La grève, déclenchée par la plateforme revendicative afin d’obliger le pouvoir à revenir sur les mesures qu’il a prises, prend les allures d’un phénomène ayant toutes les chances de s’installer durablement. Mais, alors que la crise sociale paralyse les secteurs principaux de l’administration, l’Education et la Santé notamment, et s’étend en entraînant d’autres, comme tout dernièrement, les journalistes, le pouvoir, lui, fait comme si de rien n’était : utilisant des manœuvres dilatoires, en envoyant, par exemple, différents émissaires auprès des travailleurs en lutte pour leur demander de revenir à la table des négociations, Idriss Déby Itno et ses partisans donnent l’impression que, d’une manière ou d’une autre, ils ne reviendront pas sur les sacrifices énormes qu’ils ont décidé d’imposer aux travailleurs et, au-delà, à l’ensemble de la nation opprimée, juste pour satisfaire les exigences de leurs maîtres des institutions de Bretton Woods, le FMI, en l’occurrence.

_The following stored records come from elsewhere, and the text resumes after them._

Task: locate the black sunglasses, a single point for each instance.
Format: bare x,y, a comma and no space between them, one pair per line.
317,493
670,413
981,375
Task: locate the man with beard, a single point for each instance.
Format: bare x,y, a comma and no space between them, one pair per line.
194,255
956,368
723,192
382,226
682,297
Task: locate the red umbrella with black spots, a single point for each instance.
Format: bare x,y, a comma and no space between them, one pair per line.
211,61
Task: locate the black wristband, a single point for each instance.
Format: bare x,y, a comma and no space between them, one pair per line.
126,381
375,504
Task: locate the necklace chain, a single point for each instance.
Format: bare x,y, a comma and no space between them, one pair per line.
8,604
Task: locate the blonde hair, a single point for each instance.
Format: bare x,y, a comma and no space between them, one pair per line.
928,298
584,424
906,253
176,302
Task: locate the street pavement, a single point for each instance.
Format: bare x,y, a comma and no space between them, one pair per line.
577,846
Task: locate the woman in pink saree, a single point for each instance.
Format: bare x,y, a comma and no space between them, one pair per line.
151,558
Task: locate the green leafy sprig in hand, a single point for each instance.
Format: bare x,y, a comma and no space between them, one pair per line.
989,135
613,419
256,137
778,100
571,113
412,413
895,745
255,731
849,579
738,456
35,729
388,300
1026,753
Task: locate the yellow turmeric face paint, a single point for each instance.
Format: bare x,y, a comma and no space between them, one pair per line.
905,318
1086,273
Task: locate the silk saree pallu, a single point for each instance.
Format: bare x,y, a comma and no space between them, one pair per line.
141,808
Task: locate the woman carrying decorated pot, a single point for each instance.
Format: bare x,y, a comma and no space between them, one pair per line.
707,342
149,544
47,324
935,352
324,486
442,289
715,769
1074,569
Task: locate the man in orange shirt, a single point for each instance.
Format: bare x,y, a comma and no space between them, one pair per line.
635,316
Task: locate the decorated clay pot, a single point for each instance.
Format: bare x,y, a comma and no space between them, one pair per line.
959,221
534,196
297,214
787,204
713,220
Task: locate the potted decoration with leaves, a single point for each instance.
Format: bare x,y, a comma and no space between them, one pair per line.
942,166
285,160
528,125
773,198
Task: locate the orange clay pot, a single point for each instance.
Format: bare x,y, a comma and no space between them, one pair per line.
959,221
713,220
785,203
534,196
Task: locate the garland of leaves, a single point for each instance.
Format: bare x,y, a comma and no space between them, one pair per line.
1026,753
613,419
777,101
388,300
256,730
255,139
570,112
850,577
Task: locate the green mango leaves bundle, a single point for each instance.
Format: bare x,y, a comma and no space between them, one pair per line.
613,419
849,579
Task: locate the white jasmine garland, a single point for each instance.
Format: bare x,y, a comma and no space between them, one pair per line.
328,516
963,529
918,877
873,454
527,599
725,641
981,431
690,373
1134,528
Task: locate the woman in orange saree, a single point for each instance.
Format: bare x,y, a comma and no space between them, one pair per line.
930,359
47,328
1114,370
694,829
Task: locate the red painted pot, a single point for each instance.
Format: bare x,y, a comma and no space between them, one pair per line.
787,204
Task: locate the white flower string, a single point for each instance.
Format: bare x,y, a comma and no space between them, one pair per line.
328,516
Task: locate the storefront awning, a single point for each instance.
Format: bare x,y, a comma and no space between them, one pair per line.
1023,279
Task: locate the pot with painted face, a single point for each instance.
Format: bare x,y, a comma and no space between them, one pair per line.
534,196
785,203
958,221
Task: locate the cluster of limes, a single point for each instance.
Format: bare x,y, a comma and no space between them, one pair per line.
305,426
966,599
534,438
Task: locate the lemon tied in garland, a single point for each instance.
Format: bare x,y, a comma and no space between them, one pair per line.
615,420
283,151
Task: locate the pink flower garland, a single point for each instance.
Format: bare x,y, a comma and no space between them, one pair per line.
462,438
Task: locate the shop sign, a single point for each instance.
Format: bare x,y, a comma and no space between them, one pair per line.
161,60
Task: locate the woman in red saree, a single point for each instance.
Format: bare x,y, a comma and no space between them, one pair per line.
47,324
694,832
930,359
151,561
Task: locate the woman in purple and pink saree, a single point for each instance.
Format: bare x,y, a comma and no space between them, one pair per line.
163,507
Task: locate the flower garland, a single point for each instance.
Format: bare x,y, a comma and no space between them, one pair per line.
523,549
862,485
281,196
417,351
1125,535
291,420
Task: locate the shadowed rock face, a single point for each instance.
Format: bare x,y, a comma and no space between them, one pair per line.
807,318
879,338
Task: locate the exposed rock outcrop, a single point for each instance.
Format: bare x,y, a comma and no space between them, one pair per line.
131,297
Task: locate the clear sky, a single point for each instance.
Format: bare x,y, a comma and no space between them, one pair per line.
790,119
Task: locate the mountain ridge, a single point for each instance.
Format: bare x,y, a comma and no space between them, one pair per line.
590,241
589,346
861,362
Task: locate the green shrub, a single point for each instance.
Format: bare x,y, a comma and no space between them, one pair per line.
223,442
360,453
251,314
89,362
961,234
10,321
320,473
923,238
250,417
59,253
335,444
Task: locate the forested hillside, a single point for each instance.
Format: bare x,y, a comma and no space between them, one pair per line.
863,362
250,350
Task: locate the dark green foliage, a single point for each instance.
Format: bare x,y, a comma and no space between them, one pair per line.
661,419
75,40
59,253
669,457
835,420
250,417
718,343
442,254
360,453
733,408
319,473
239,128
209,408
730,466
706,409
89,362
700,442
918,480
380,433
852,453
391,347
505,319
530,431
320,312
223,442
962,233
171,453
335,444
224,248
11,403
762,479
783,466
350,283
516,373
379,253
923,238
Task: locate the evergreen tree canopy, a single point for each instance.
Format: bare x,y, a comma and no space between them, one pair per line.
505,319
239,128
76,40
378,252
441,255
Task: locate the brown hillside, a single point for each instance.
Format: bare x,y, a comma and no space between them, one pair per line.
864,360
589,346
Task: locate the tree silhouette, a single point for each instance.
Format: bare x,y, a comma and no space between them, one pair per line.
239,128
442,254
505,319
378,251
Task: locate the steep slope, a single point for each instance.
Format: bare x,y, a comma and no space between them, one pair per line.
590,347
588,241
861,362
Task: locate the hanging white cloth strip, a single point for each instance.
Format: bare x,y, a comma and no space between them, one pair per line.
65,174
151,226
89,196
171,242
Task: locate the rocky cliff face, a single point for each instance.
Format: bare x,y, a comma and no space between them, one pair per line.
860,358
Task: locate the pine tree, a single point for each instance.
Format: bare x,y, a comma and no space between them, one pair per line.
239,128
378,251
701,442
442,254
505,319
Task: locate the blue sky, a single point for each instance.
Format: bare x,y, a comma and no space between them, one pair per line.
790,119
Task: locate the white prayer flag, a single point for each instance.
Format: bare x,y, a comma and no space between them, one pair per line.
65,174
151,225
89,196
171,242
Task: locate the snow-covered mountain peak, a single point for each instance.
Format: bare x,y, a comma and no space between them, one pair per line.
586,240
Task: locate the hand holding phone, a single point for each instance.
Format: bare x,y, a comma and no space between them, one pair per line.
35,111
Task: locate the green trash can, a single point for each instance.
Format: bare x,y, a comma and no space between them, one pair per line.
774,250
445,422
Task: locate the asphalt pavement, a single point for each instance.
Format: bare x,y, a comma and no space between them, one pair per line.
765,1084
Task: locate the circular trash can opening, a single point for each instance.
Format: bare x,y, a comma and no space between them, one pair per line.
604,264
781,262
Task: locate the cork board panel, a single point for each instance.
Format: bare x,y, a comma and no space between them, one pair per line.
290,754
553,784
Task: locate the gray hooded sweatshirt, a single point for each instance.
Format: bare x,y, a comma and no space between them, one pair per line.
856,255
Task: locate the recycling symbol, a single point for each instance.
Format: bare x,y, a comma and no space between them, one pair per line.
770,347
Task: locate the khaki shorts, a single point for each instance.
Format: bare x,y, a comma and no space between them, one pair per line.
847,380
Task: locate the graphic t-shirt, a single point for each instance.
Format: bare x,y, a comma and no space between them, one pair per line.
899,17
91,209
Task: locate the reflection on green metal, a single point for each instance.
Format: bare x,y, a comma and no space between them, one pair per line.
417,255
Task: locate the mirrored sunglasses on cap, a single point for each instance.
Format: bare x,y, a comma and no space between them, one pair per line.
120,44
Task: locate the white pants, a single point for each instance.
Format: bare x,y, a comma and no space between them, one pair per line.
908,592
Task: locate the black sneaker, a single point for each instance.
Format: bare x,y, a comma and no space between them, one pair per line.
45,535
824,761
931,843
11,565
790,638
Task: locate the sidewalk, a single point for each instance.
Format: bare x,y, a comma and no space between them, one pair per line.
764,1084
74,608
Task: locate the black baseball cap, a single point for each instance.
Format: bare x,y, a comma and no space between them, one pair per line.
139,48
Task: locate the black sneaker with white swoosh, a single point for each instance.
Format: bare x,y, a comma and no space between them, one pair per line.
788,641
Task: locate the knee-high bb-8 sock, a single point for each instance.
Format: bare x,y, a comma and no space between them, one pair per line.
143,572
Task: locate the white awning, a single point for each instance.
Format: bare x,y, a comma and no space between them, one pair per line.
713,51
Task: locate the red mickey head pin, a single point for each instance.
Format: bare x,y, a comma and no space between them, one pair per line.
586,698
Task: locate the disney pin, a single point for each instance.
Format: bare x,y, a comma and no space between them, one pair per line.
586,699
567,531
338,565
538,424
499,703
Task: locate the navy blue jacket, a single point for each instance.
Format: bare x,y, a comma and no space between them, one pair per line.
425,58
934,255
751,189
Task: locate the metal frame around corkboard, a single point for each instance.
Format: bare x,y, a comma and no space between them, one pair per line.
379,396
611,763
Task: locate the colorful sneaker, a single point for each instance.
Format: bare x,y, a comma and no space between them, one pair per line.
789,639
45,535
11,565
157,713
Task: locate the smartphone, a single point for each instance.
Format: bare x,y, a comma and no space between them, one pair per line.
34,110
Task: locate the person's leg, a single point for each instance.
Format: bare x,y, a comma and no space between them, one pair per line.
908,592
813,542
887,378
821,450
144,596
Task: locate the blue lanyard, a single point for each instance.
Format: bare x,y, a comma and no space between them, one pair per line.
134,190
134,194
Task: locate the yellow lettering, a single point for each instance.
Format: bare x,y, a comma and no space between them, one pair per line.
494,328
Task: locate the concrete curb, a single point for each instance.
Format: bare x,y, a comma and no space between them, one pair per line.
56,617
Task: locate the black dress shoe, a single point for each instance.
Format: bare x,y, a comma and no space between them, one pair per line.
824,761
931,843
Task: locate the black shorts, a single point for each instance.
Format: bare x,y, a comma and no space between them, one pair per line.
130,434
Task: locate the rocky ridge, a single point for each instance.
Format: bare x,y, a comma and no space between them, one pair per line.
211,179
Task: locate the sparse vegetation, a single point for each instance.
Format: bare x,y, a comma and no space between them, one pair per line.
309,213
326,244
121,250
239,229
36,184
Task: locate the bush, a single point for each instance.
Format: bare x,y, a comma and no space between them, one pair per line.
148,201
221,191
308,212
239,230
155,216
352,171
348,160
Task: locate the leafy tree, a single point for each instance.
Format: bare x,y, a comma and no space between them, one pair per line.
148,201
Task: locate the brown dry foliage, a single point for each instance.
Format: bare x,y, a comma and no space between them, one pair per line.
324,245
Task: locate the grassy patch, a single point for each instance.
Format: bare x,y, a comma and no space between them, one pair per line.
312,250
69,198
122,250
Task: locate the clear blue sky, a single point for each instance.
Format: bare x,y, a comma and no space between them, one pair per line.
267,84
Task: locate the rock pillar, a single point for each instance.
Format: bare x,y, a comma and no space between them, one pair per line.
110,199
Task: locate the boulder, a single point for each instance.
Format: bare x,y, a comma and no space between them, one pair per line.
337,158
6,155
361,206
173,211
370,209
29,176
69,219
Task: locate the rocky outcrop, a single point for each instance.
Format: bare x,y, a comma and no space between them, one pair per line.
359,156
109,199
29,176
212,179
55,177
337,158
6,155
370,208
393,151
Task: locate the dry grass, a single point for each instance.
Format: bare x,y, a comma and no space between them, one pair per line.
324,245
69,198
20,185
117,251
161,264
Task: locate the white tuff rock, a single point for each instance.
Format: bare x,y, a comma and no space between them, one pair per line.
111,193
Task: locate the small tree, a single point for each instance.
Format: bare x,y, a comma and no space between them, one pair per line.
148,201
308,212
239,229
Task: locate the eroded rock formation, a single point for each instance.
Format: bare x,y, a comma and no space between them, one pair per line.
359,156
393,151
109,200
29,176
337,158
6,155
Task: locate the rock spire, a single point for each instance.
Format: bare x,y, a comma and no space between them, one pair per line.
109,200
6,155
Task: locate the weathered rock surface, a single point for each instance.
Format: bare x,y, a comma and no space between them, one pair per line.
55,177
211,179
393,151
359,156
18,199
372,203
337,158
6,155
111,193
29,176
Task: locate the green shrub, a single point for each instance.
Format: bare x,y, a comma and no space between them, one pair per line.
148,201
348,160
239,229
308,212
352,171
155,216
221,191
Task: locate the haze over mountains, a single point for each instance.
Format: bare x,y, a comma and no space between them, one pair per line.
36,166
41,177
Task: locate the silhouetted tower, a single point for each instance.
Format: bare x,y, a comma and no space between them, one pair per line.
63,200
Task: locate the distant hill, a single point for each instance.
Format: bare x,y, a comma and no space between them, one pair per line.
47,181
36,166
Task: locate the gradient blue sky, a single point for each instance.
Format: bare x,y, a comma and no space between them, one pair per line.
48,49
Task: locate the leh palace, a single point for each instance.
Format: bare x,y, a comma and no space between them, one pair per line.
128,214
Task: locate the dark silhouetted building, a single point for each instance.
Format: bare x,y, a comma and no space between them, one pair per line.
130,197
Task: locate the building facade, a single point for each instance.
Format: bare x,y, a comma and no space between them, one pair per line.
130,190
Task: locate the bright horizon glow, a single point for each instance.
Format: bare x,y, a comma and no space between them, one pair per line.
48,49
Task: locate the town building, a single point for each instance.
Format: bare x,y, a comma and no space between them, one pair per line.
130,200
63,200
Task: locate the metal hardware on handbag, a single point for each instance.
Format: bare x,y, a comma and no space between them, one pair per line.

Cependant, l’attitude du pouvoir, derrière laquelle certains voient la personnalité d’Idriss Déby Ino, un homme brocardé comme caractériel, doublé d’un bidasse, qui veut en imposer à tout le monde, n’est, en réalité, que dans les normes des choses : elle est l’expression de la lutte de classes, de la guerre, que, de tout temps, l’Etat tchadien a menée et mène contre les travailleurs, en particulier, et l’ensemble des opprimés du pays, en général. Les caractéristiques personnelles de ceux qui dirigent importent peu dans cette affaire-là! Si, en effet, les dirigeants du MPS et leurs partisans ne s’attaquent pas aux plus riches, aux trusts et la bourgeoisie locale, mais au plus faibles, aux travailleurs et aux opprimés, pour trouver les moyens de juguler les conséquences de la crise économique, née du fonctionnement irrationnel de l’économie capitaliste, ce n’est pas par hasard : ils font un choix mûrement réfléchi, conscient, social et politique ! Car, tel est leur rôle, à la tête de l’Etat : vider les bouches et les poches des pauvres et des affamés pour remplir celles des riches et des trop rassasiés ! C’est cette politique-là, appliquée depuis vingt-sept ans, surtout pendant la période faste des revenus pétroliers, qui a accouché de la société actuelle, un monde profondément inégalitaire, avec, d’un côté, une minorité de bourgeois, parasites, mais privilégiés, qui s’empiffrent, se gavent, exhibent de façon ostentatoire leur opulence, de l’autre, l’écrasante majorité de la population opprimée, s’enfonçant de plus en plus dans la misère, à un point tel que, même ceux qui ont la chance d’avoir un travail, tirent le diable par la queue, ont du mal à se nourrir, à se soigner, à se loger, etc,.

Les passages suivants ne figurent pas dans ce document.